A Persistency Model and Its Applications in Choice Modeling

Given a discrete optimization problem $Z(\mb{\tilde{c}})=\max\{\mb{\tilde{c}}'\mb{x}:\mb{x}\in \mathcal{X}\}$, with objective coefficients $\mb{\tilde{c}}$ chosen randomly from a distribution ${\mathcal{\theta}}$, we would like to evaluate the expected value $E_\theta(Z(\mb{\tilde{c}}))$ and the probability $P_{\mathcal{\theta}}(x^*_i(\mb{\tilde{c}})=k)$ where $x^*(\mb{\tilde{c}})$ is an optimal solution to $Z(\mb{\tilde{c}})$. We call this the persistency problem for a discrete optimization problem under uncertain objective, and $P_{\mathcal{\theta}}(x^*_i(\mb{\tilde{c}})=k)$, the persistence value of the variable $x_i$ at $k$. In general, this is a difficult problem to solve, even if ${\mathcal{\theta}}$ is well specified. In this paper, we show that a subclass of this problem can be solved in polynomial time. In particular, we assume that ${\mathcal{\theta}}$ belongs to the class of distributions ${\Theta}$ with given marginal distributions, or given marginal moments conditions. Under these models, we show that the persistency problem for $\theta^* \in \argmax_{\mathcal{\theta}\in {\Theta}}E_{\mathcal{\theta}}[Z(\mb{\tilde{c}})]$ can be solved via a concave maximization problem.

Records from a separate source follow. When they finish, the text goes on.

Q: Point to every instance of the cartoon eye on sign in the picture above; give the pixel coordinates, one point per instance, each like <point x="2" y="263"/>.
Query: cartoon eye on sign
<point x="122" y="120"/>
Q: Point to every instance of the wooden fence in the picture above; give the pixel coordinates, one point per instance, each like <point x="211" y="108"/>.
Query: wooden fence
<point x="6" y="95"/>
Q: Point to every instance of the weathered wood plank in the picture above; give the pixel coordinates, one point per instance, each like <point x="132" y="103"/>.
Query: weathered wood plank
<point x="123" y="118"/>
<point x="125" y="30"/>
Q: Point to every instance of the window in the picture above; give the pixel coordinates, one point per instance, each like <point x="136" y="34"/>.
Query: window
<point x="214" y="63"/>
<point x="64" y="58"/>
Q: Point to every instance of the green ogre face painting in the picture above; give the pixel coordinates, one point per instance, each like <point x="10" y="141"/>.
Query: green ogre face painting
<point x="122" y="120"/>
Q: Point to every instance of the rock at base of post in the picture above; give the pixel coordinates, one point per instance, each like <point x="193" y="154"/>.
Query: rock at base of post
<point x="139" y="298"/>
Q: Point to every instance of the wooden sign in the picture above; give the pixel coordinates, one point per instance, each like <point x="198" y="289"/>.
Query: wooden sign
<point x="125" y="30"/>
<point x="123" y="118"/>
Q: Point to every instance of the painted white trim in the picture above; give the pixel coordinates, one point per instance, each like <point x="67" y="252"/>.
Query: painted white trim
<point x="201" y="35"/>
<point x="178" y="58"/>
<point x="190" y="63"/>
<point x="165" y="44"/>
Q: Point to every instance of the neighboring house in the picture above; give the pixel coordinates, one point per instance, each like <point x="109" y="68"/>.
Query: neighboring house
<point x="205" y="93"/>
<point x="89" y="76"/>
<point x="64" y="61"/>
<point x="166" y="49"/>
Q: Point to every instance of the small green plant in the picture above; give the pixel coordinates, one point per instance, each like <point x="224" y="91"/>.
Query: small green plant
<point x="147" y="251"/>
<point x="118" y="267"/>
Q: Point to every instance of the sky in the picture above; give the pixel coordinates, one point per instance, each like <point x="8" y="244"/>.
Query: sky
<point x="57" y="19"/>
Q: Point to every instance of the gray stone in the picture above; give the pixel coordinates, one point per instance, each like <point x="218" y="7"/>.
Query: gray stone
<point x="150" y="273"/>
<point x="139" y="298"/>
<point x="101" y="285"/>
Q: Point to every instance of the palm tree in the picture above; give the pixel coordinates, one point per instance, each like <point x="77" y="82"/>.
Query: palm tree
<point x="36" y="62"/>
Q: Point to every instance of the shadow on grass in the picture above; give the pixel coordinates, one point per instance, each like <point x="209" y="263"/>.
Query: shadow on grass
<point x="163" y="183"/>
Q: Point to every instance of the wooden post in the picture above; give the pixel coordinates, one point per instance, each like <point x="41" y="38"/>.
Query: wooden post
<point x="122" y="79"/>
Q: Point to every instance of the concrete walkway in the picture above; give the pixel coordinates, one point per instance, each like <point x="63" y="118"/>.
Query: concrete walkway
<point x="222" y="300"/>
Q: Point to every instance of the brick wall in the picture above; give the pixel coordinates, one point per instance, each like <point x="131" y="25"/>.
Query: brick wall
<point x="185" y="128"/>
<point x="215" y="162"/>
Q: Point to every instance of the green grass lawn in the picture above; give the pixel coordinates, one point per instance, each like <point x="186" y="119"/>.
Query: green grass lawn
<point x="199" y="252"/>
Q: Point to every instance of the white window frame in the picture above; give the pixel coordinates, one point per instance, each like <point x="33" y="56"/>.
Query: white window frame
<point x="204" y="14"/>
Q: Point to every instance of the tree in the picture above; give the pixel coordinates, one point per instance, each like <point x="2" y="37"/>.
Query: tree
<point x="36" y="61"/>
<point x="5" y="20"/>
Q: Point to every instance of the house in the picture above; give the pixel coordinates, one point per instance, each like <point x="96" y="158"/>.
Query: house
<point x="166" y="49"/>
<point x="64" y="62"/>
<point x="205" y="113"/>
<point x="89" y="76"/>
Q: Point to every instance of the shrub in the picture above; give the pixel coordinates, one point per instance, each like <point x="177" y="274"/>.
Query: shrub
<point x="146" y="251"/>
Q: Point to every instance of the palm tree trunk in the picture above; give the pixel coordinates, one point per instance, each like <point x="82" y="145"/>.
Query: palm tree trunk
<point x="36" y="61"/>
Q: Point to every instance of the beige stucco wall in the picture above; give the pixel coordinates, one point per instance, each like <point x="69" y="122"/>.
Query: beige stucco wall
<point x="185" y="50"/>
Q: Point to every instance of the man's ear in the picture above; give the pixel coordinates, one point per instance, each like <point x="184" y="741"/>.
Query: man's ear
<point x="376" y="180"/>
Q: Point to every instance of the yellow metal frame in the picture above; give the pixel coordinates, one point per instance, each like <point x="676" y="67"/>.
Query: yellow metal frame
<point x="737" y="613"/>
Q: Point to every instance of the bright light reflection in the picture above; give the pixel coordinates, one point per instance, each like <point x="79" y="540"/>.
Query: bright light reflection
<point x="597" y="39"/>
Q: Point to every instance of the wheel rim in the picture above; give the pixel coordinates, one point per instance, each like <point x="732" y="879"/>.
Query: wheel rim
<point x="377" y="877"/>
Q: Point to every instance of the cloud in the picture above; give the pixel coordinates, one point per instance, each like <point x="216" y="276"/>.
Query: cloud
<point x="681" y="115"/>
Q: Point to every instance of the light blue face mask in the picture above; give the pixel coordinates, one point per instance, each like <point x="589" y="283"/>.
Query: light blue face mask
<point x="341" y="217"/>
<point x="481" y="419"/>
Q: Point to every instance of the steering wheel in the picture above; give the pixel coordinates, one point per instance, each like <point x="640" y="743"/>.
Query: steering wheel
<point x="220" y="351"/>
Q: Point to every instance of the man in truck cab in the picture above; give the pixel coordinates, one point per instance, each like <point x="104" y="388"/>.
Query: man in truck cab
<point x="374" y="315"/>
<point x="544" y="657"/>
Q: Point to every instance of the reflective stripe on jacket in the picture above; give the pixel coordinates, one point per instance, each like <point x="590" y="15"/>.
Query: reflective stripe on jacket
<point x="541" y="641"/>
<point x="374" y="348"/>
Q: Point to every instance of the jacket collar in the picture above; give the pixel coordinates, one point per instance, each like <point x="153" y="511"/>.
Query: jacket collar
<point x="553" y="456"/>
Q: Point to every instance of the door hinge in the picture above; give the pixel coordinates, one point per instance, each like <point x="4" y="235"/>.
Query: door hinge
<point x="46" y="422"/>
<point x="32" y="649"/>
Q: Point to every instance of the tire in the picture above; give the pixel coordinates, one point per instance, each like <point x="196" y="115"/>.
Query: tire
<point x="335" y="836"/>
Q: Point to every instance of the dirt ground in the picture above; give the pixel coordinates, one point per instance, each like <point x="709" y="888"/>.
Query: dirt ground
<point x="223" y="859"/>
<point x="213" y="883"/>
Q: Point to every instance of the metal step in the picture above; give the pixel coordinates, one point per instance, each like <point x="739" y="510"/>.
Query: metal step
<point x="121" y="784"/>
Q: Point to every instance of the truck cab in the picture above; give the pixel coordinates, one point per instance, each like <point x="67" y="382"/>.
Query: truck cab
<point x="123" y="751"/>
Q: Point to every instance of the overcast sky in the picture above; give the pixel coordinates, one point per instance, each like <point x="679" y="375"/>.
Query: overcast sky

The persistency model solved using this formulation can be used to obtain important qualitative insights to the behaviour of stochastic discrete optimization problems. We demonstrate how the approach can be used to obtain insights to problems in discrete choice modeling. Using a set of survey data from a transport choice modeling study, we calibrate the random utility model with choice probabilities obtained from the persistency model. Numerical results suggest that the persistency model is capable of obtaining estimates which perform as well, if not better, than classical methods such as logit and cross nested logit models. We can also use the persistency model to obtain choice probability estimates for more complex choice problems. We illustrate this on a stochastic knapsack problem, which is essentially a discrete choice problem under budget constraint. Numerical results again suggest that our model is able to obtain good estimates of the choice probabilities for this problem.